Mark Ellison

Personal information
- Full name: Mark James Ellison
- Born: 17 February 1964 (age 61) Stanmore, New South Wales

Playing information
- Position: Lock, Five-eighth, Second-row
Club
| Years | Team | Pld | T | G | FG | P |
| 1984 | South Sydney | 15 | 4 | 3 | 1 | 23 |
| 1985–86 | Cronulla-Sutherland | 17 | 1 | 7 | 0 | 18 |
| 1987–90 | South Sydney | 70 | 6 | 161 | 8 | 354 |
| 1991 | St. George Dragons | 5 | 1 | 6 | 0 | 16 |
|  | Total | 107 | 12 | 177 | 9 | 411 |
- Source:

= Mark Ellison (rugby league) =

Australian rugby league footballer

Mark Ellison is an Australian former rugby league footballer who played in the 1980s and 1990s. He played for South Sydney, St. George and Cronulla-Sutherland in the New South Wales Rugby League (NSWRL) competition.

==Playing career==
Ellison made his first grade debut for South Sydney in round 10 1984 against Canterbury-Bankstown at Belmore Oval. In his debut season, Ellison played for Souths in their finals campaign as they reached the minor semi final against St. George which they lost 24–6.

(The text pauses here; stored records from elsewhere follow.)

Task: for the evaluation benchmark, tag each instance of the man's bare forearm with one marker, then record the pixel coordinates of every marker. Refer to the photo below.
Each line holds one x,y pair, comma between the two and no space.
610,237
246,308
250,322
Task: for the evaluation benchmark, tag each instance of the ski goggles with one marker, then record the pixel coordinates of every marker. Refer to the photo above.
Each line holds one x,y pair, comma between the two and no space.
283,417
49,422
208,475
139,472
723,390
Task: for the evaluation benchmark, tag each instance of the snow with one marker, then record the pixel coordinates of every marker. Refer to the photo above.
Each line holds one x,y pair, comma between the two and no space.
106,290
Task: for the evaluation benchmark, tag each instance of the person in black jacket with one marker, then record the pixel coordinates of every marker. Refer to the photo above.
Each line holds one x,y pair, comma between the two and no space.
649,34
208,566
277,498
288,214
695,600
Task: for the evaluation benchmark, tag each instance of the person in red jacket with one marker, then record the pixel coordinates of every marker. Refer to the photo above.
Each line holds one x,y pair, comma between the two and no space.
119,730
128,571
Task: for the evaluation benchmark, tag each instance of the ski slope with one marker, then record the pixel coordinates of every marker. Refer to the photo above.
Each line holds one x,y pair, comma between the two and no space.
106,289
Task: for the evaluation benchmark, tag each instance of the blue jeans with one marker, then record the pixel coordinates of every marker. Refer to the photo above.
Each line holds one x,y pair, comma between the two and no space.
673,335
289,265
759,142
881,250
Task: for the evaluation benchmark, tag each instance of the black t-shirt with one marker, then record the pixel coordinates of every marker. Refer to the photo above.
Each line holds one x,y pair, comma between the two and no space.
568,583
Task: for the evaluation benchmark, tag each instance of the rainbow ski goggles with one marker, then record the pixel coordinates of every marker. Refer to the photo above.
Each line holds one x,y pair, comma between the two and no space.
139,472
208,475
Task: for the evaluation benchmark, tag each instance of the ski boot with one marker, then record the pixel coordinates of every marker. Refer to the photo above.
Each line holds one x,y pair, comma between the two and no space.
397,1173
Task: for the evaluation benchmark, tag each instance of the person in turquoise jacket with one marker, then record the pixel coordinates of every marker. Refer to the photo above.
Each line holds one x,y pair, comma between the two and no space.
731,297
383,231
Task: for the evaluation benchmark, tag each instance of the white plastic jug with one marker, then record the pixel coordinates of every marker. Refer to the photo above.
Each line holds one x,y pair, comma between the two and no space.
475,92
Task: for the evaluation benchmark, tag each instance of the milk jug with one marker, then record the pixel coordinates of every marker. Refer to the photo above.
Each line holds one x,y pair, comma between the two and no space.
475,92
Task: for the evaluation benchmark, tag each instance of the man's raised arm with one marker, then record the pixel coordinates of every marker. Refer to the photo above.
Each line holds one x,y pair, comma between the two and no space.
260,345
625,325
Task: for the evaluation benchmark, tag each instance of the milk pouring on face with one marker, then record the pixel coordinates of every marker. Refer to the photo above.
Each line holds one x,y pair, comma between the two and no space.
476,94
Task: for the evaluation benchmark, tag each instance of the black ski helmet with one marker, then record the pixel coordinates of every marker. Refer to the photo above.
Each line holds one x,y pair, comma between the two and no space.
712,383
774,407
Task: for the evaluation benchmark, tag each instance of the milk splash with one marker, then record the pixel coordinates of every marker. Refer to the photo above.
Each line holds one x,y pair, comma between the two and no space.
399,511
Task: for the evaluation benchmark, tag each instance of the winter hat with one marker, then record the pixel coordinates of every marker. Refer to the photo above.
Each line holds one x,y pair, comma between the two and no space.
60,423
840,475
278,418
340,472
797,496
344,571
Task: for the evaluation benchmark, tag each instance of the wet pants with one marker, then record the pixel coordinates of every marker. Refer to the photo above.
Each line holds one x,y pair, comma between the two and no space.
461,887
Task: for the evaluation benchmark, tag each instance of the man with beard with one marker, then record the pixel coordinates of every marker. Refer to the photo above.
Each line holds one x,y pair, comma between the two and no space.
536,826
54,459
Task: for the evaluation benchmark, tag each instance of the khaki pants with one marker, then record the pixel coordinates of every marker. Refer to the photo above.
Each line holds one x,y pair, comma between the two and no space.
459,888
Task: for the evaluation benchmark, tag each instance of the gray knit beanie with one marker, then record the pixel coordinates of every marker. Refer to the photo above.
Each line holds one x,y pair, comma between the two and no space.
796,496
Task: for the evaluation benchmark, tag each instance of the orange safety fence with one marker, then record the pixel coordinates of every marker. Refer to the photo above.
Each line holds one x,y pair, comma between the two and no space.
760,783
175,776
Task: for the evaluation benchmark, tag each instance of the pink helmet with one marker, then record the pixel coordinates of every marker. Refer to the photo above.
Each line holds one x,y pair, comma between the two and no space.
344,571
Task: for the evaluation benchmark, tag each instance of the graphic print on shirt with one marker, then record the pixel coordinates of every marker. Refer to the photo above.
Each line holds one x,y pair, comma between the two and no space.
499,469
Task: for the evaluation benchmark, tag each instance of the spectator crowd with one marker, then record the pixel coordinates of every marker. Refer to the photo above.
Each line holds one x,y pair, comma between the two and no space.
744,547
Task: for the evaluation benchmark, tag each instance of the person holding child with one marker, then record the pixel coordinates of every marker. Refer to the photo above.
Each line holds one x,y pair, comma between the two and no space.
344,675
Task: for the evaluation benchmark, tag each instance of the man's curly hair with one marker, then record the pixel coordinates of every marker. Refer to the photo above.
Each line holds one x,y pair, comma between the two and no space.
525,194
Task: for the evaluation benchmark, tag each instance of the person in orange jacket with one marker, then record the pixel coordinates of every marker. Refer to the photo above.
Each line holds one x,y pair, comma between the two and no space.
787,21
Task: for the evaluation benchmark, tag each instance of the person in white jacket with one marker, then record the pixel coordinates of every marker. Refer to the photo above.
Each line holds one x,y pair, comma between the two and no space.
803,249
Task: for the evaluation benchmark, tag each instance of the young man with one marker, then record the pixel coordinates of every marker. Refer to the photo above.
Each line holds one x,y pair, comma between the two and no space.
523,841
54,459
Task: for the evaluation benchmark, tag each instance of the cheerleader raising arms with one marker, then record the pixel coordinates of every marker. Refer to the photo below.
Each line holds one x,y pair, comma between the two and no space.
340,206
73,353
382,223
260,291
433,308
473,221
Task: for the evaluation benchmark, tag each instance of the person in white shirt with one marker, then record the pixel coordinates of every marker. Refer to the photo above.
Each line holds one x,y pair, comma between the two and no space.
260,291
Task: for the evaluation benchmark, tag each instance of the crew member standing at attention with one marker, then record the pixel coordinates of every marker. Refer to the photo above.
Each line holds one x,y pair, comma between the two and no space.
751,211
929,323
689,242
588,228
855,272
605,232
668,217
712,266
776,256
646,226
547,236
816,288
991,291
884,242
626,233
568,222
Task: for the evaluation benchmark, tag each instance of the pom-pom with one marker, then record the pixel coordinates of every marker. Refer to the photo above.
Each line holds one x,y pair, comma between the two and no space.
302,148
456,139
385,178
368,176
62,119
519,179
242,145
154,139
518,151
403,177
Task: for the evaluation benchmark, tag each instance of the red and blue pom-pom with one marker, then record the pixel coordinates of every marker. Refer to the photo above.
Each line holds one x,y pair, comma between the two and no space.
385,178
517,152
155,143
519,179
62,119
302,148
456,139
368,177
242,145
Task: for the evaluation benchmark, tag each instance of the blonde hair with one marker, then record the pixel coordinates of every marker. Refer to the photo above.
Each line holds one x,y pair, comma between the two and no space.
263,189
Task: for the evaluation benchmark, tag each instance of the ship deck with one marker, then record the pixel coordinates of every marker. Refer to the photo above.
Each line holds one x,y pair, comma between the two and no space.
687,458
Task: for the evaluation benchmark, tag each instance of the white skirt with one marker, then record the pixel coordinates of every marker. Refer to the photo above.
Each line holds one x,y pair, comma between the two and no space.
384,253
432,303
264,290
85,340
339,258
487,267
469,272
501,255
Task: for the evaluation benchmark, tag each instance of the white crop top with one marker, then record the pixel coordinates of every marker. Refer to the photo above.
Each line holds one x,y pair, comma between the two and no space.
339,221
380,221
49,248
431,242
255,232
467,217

In 1985, Ellison signed with Cronulla-Sutherland and spent two years with the club but was limited to only playing 17 games. Ellison then returned to Souths for the 1987 season.

In 1987, Ellison finished as South Sydney's top point scorer and played in the club's humiliating 46-12 minor semi final loss against the Canberra Raiders at the Sydney Cricket Ground. The following year, Ellison finished as Souths top point scorer but they missed out on playing in the finals series.

In 1989, Ellison featured heavily in the Souths team which won the minor premiership and finished as the club's top point scorer for a third year in a row. In 1990, Ellison was limited to only a handful of games as Souths finished last on the table and claimed the wooden spoon.

In 1991, Ellison joined St. George but only managed to make 5 appearances in his only season there. His last game in the top grade came in round 21 1991 against North Sydney which finished in a 12–12 draw at Kogarah Oval.